Smith has been performing for years, dedicated to children's and family music. He put out an adult mainstream reggae album a couple years ago, "In Our America," that debuted at No. 1 on the Billboard reggae charts.
But, it's his "calling" to be in the children's/family genre.
"We're underrepresented in the genre, but not in the population," said Smith, who's a Rastafarian. "The taste makers have gravitated to a certain sound that they call children's music. But, this family space can be opened and appreciated and represented by all."

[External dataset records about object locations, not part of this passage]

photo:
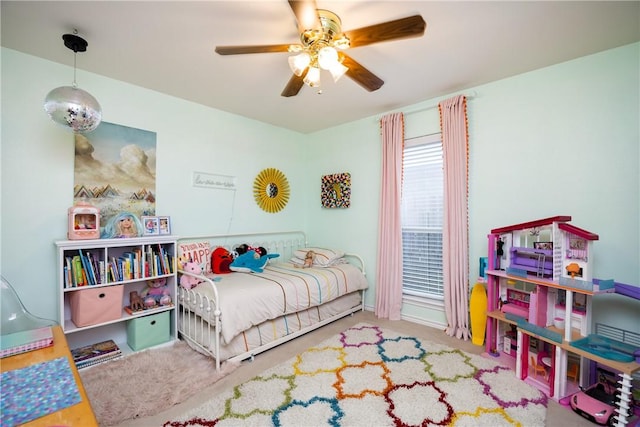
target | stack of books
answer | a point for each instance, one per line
(95, 353)
(23, 341)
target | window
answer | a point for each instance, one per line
(422, 217)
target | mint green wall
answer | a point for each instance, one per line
(38, 161)
(560, 140)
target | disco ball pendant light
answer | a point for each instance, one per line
(71, 106)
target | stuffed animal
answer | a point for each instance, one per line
(187, 281)
(156, 293)
(251, 262)
(220, 260)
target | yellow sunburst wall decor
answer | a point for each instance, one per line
(271, 190)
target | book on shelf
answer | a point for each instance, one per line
(95, 351)
(23, 341)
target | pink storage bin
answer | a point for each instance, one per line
(93, 306)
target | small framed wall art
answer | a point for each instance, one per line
(165, 224)
(335, 190)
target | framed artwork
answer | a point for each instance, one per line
(335, 190)
(151, 226)
(99, 179)
(164, 224)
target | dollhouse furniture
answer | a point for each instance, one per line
(518, 262)
(238, 315)
(79, 414)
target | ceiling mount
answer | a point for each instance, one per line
(75, 42)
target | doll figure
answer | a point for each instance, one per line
(308, 259)
(124, 224)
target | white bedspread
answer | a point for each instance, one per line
(248, 299)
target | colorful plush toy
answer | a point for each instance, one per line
(220, 260)
(156, 293)
(187, 281)
(251, 262)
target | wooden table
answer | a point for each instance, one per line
(78, 415)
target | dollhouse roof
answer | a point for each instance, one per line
(533, 224)
(578, 231)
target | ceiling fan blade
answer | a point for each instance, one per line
(413, 26)
(295, 84)
(240, 50)
(361, 75)
(306, 14)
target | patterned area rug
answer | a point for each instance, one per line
(369, 376)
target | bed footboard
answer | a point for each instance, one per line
(193, 328)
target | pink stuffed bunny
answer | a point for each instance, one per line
(156, 293)
(187, 281)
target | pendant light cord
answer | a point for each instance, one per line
(75, 54)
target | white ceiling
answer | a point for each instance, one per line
(168, 46)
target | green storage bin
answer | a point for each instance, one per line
(147, 331)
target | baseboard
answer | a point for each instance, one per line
(413, 319)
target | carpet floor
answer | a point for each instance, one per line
(372, 376)
(557, 415)
(147, 382)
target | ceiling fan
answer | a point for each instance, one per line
(322, 45)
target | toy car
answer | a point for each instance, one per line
(597, 402)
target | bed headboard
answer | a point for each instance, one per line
(278, 242)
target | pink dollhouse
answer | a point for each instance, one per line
(539, 291)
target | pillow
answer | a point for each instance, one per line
(324, 257)
(198, 252)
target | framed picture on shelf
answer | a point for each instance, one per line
(164, 224)
(151, 226)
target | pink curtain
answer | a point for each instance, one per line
(389, 271)
(455, 239)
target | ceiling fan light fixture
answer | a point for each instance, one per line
(312, 78)
(299, 63)
(327, 57)
(337, 70)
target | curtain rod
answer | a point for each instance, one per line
(473, 94)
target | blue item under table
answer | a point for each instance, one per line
(37, 390)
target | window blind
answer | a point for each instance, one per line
(422, 217)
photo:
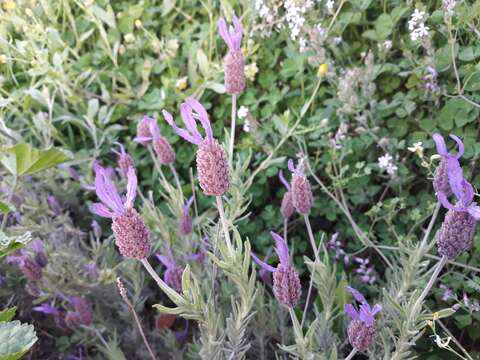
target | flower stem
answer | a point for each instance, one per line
(139, 325)
(430, 283)
(310, 236)
(232, 129)
(223, 219)
(177, 180)
(351, 355)
(172, 294)
(9, 200)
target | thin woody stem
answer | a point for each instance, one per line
(232, 129)
(223, 219)
(430, 283)
(177, 180)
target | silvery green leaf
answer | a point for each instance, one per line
(15, 339)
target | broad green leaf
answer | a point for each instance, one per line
(15, 339)
(23, 160)
(11, 244)
(8, 314)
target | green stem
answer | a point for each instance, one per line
(232, 129)
(9, 199)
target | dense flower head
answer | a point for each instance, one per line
(212, 163)
(286, 208)
(173, 274)
(302, 196)
(185, 223)
(131, 233)
(449, 163)
(286, 282)
(362, 329)
(124, 161)
(144, 134)
(234, 62)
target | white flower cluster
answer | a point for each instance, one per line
(295, 17)
(385, 162)
(416, 25)
(263, 10)
(449, 7)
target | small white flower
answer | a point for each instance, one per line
(417, 147)
(247, 126)
(330, 4)
(242, 112)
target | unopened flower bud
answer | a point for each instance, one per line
(456, 233)
(287, 209)
(212, 167)
(286, 286)
(131, 235)
(164, 151)
(361, 335)
(234, 67)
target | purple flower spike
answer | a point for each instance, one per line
(362, 328)
(286, 282)
(124, 160)
(212, 164)
(232, 39)
(46, 308)
(302, 196)
(185, 223)
(144, 134)
(131, 233)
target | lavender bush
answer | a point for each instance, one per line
(239, 180)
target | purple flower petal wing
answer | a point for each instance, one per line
(131, 187)
(461, 148)
(283, 180)
(455, 178)
(281, 248)
(202, 116)
(440, 144)
(357, 295)
(180, 132)
(350, 311)
(444, 201)
(262, 264)
(224, 33)
(474, 211)
(106, 191)
(376, 309)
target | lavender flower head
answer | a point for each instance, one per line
(441, 181)
(144, 134)
(234, 62)
(458, 228)
(362, 327)
(212, 164)
(173, 274)
(286, 282)
(161, 146)
(287, 209)
(131, 233)
(124, 160)
(185, 223)
(302, 197)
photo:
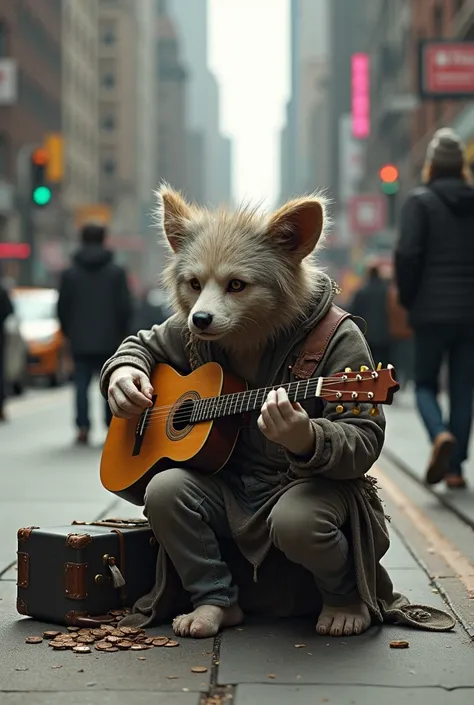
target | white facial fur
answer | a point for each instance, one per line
(213, 251)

The album features songs about vaccinations, appreciating great figures in Black history, celebrating leaders and seeing the beauty in skin color (Alphabet Rockers' "Shine").
"The whole objective is to uplift Black and brown families and children," he said, "with entertainment and enrichment that is age appropriate.
"We want to give children music that has a beat and a sound that resonates with them and with a message that is wholistic. … We like to say it's family music; there's nothing better than seeing parents and kids singing and dancing together."
"All One Tribe" will be Smith's third release with Tuff Gong; he previously worked with Warner Brothers. He lives in Tigard now after years of living in Lake Oswego. He runs a nonprofit called One World Chorus and a production company called AYA World Productions.
"For me, it's a calling," said Smith, of the children's/family genre, which he tapped into after the birth of his first child.
"The first time I played a song in front of children, the light went off, it was a higher calling."